Background and Aims Rebound pain is an acute increase in pain severity after a peripheral nerve block (PNB) has worn off, generally manifesting within 24 h after the block performance. This observational study aims to observe the incidence and factors of rebound pain after PNB.
Methods Before subject enrollment, the ethics committee approved the study (137/01), and it was registered at ClinicalTrials.gov (NCT03048214). Ortopedia surgery patients who received PNB for anesthesia or analgesia for 10 months were included. Postoperatively, all subjects received multimodal analgesia. Patients were visited at 0, 12, and 24 hours postoperatively and were analyzed for the incidence of rebound pain, numeric rating scale (NRS) pain score, motor and sensory block times.
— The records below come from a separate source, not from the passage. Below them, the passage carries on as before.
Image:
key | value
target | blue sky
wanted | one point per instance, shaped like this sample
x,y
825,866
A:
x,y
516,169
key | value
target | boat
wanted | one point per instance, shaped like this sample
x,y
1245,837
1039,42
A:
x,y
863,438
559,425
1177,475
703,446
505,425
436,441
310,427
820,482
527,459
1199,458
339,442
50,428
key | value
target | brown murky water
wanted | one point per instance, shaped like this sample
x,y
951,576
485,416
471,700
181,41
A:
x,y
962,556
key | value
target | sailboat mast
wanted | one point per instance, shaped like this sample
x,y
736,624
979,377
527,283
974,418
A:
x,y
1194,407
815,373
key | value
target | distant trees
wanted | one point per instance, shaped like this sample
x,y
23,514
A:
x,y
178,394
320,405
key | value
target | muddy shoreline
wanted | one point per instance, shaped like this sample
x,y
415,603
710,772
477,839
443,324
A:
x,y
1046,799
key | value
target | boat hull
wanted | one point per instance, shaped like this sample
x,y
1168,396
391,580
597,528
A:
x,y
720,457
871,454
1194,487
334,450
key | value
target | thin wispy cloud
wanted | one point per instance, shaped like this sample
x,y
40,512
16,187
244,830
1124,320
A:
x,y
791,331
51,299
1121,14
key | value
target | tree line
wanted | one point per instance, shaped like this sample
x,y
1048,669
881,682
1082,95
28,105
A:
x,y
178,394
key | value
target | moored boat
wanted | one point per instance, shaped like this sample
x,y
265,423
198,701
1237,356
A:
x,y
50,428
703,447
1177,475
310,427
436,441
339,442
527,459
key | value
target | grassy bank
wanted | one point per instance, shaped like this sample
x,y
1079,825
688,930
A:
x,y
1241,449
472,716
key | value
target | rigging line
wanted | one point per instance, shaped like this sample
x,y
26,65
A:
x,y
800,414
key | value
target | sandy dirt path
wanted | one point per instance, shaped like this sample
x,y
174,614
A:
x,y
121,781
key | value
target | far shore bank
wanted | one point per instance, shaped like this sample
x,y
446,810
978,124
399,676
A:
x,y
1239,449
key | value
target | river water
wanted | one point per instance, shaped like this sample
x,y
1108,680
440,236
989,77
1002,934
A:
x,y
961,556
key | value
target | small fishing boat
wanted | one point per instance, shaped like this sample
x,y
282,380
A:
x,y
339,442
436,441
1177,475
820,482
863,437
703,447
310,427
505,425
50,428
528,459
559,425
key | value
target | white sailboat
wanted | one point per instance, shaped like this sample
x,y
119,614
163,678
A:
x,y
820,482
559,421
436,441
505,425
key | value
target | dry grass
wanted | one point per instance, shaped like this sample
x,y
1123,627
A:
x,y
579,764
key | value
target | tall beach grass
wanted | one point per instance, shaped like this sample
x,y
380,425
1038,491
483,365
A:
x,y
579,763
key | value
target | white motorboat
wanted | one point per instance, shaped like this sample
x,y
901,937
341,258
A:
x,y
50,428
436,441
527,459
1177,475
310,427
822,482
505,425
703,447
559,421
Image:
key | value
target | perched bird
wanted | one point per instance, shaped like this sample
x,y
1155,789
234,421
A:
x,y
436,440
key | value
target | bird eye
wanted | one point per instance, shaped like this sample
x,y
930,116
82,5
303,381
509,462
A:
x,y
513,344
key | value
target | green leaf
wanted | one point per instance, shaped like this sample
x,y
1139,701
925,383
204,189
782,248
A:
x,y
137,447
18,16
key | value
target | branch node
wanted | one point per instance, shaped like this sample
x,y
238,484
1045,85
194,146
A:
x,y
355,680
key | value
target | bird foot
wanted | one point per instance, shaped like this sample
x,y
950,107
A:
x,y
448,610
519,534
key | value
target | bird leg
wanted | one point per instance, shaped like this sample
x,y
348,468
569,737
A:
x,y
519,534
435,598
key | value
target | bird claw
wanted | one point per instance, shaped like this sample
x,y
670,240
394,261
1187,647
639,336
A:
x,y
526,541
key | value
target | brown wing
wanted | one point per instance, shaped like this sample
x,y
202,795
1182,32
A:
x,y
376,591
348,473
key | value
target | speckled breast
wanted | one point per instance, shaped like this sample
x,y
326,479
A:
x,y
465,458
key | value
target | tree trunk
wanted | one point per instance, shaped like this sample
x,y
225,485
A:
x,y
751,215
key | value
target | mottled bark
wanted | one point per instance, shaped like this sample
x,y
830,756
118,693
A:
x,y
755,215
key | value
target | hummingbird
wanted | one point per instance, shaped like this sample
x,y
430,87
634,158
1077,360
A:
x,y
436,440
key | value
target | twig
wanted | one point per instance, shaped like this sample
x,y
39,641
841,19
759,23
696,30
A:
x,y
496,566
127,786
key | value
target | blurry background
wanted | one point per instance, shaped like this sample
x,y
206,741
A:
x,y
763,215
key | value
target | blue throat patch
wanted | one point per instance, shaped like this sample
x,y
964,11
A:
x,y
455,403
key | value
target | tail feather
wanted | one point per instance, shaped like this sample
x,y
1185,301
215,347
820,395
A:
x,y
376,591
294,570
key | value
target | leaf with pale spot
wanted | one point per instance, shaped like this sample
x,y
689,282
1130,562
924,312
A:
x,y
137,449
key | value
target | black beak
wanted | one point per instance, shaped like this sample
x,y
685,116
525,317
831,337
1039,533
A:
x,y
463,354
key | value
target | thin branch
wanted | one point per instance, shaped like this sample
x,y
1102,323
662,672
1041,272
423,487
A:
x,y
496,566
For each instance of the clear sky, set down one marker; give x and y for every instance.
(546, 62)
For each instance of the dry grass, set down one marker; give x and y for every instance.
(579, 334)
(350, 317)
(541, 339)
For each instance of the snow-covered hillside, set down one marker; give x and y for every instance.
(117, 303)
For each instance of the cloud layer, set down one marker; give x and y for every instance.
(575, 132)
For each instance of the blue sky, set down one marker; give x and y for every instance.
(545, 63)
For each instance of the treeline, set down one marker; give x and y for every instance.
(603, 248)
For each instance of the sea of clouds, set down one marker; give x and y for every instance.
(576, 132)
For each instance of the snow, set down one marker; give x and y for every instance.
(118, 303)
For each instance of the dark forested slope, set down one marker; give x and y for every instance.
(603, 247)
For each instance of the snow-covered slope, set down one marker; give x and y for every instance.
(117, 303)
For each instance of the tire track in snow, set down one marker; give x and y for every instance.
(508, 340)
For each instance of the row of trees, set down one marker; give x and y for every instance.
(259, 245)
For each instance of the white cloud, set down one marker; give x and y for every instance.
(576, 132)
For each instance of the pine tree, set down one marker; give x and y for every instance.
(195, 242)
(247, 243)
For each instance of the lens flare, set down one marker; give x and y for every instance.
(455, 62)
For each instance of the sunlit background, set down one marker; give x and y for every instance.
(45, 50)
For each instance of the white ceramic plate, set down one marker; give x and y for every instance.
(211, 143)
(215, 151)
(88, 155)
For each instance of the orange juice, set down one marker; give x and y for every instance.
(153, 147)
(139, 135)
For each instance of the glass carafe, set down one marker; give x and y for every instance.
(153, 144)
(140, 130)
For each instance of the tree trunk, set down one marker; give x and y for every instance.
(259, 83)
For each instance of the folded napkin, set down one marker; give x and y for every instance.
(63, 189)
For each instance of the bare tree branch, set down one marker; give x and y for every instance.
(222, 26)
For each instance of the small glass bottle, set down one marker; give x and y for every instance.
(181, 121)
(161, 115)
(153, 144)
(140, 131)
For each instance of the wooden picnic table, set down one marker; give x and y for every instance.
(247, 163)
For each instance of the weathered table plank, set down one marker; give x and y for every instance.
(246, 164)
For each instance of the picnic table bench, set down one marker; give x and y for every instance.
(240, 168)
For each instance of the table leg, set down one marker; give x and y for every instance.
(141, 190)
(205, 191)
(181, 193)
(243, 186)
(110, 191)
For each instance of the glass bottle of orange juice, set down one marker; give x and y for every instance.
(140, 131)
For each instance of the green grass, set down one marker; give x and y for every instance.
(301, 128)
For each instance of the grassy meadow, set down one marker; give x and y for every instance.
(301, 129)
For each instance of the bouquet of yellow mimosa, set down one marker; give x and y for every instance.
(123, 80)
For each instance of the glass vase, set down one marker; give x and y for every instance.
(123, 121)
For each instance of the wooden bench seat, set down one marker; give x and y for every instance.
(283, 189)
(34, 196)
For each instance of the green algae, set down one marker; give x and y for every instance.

Rebound pain was mainly described as burning, dull aching pain and severe pain (NRS score >7).
Results In the preliminary report was enrolled 119 subjects, and the rebound pain rate was 24.3%. Rebound pain is more common in upper extremity blocks (p<0.01). Rebound pain was seen more in PNB applied for anesthesia than in PNB used for analgesia. (p=0.018). Opioid analgesic consumption rates were high during the rebound pain.
Conclusions Despite multimodal analgesia, we think rebound pain can be seen more, especially in upper extremity blocks and when applied for anesthesia.